The Bolt-On Trap: Why Asian Enterprise AI is Stalling

(SeaPRwire) – By: Oliver Hawthorne
Asian boardrooms are buzzing with AI ambition. Companies have spent three years launching pilots. But a painful disconnect exists. Leaders ask if AI changes economics. Yet they bolt AI onto old workflows. McKinsey notes this clearly. The strongest impact comes from redesigning work. It does not come from just adding models. This is the anxiety. They face tight margins. They need transformation. But they treat AI as a side project.
The first wave focuses on assistance. It surfaces context for finance teams. The second stage is automation. It handles unstructured tasks to remove friction. The third is augmentation. It expands what organizations can do.

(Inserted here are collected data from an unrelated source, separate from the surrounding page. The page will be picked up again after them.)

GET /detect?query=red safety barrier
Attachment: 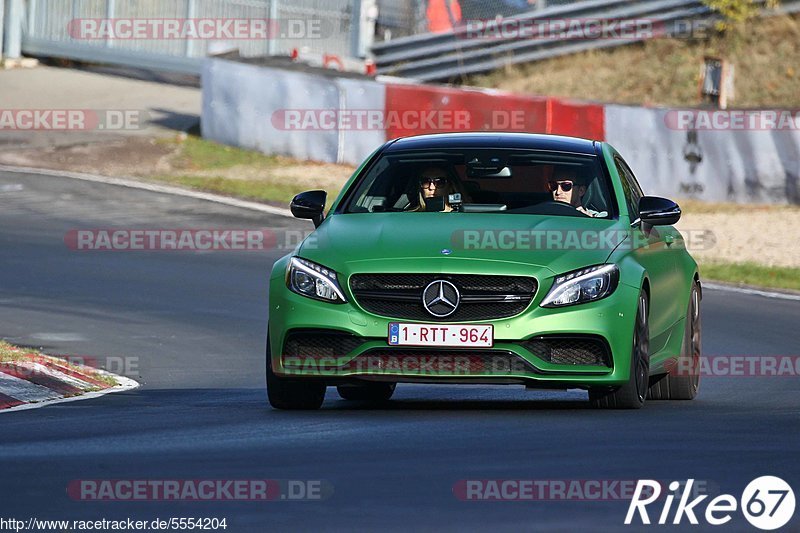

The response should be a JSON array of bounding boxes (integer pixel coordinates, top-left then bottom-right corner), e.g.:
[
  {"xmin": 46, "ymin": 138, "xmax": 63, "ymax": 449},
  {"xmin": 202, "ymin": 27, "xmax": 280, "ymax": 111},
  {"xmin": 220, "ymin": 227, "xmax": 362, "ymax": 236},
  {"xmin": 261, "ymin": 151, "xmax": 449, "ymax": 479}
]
[
  {"xmin": 384, "ymin": 83, "xmax": 605, "ymax": 141},
  {"xmin": 547, "ymin": 98, "xmax": 605, "ymax": 140},
  {"xmin": 384, "ymin": 84, "xmax": 549, "ymax": 139}
]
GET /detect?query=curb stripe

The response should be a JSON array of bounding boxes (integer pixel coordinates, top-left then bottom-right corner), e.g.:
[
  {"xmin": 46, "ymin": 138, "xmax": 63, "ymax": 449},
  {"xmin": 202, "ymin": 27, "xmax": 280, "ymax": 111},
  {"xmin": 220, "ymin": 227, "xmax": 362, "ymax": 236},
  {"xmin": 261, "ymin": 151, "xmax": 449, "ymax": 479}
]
[
  {"xmin": 0, "ymin": 373, "xmax": 140, "ymax": 414},
  {"xmin": 0, "ymin": 392, "xmax": 24, "ymax": 410},
  {"xmin": 0, "ymin": 364, "xmax": 84, "ymax": 396},
  {"xmin": 38, "ymin": 360, "xmax": 112, "ymax": 388},
  {"xmin": 0, "ymin": 372, "xmax": 62, "ymax": 403},
  {"xmin": 17, "ymin": 362, "xmax": 99, "ymax": 391}
]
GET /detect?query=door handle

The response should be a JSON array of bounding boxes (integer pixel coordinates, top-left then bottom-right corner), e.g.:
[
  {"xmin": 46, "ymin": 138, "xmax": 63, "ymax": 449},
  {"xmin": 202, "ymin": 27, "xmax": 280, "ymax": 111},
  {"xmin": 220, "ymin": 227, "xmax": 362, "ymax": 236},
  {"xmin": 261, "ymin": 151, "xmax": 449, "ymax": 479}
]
[{"xmin": 665, "ymin": 234, "xmax": 675, "ymax": 246}]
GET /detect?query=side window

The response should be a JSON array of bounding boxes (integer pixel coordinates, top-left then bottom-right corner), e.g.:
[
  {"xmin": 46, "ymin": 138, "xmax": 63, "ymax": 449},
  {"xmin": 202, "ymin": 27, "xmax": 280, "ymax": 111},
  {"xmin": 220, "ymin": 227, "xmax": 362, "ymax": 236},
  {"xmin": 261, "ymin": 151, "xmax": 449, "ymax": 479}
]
[{"xmin": 614, "ymin": 155, "xmax": 643, "ymax": 220}]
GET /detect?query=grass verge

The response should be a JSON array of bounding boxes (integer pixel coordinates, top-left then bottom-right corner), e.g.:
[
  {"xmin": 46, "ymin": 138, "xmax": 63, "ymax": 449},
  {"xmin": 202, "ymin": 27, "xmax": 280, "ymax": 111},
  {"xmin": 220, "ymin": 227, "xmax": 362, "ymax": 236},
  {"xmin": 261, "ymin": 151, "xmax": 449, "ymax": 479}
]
[
  {"xmin": 699, "ymin": 261, "xmax": 800, "ymax": 292},
  {"xmin": 150, "ymin": 135, "xmax": 352, "ymax": 207}
]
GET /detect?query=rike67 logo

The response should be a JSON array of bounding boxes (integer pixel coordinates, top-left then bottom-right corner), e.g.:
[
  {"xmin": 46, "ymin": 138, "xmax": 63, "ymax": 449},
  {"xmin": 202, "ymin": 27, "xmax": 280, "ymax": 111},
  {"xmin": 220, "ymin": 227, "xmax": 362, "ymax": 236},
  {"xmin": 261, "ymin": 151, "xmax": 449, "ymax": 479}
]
[{"xmin": 626, "ymin": 477, "xmax": 795, "ymax": 530}]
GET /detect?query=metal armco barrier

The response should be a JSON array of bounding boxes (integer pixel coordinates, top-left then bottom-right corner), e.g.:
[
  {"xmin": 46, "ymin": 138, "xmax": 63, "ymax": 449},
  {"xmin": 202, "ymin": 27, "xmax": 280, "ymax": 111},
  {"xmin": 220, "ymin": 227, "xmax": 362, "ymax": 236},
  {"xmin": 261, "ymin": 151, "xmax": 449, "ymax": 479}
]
[{"xmin": 372, "ymin": 0, "xmax": 800, "ymax": 81}]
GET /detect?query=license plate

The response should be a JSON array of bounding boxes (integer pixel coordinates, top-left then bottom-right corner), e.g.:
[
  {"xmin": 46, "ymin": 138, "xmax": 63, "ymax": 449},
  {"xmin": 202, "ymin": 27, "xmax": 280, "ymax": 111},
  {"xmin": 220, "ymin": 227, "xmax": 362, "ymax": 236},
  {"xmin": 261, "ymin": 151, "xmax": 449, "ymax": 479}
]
[{"xmin": 388, "ymin": 323, "xmax": 493, "ymax": 348}]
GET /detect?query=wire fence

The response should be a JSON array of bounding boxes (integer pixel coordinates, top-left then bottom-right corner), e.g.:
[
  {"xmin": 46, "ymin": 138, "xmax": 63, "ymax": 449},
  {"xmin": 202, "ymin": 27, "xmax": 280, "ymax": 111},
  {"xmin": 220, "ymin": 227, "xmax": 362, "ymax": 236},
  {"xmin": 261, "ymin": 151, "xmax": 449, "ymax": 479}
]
[
  {"xmin": 21, "ymin": 0, "xmax": 358, "ymax": 70},
  {"xmin": 375, "ymin": 0, "xmax": 585, "ymax": 41}
]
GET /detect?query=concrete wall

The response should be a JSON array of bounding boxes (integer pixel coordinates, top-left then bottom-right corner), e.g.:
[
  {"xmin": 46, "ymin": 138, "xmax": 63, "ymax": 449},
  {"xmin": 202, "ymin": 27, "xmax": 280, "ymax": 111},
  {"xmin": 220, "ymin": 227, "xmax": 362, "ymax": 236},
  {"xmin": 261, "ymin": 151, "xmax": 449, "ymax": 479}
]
[
  {"xmin": 202, "ymin": 59, "xmax": 386, "ymax": 165},
  {"xmin": 202, "ymin": 57, "xmax": 800, "ymax": 204},
  {"xmin": 605, "ymin": 105, "xmax": 800, "ymax": 204}
]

Singapore shows this in practice. SMRT and Oracle pilot JARVIS. It combines maintenance and operations data. The rail network supports two million journeys daily. Value is created by acting before problems become obvious. This requires integration, not standalone tools.
Business bottlenecks are the starting point. Leaders must identify delays and errors. They must trust AI to take the lead. If manual approval is needed, value leaks away. Governance must enable value. The next competitive divide is clear. It separates integrated workflows from edge tools. Companies keeping AI at the edges will fail. They will have disconnected pilots. Executives must stop asking where to deploy AI. They must ask how much they are willing to change.
Author bio: Oliver Hawthorne, a Principal Correspondent permanently stationed at an international technology review.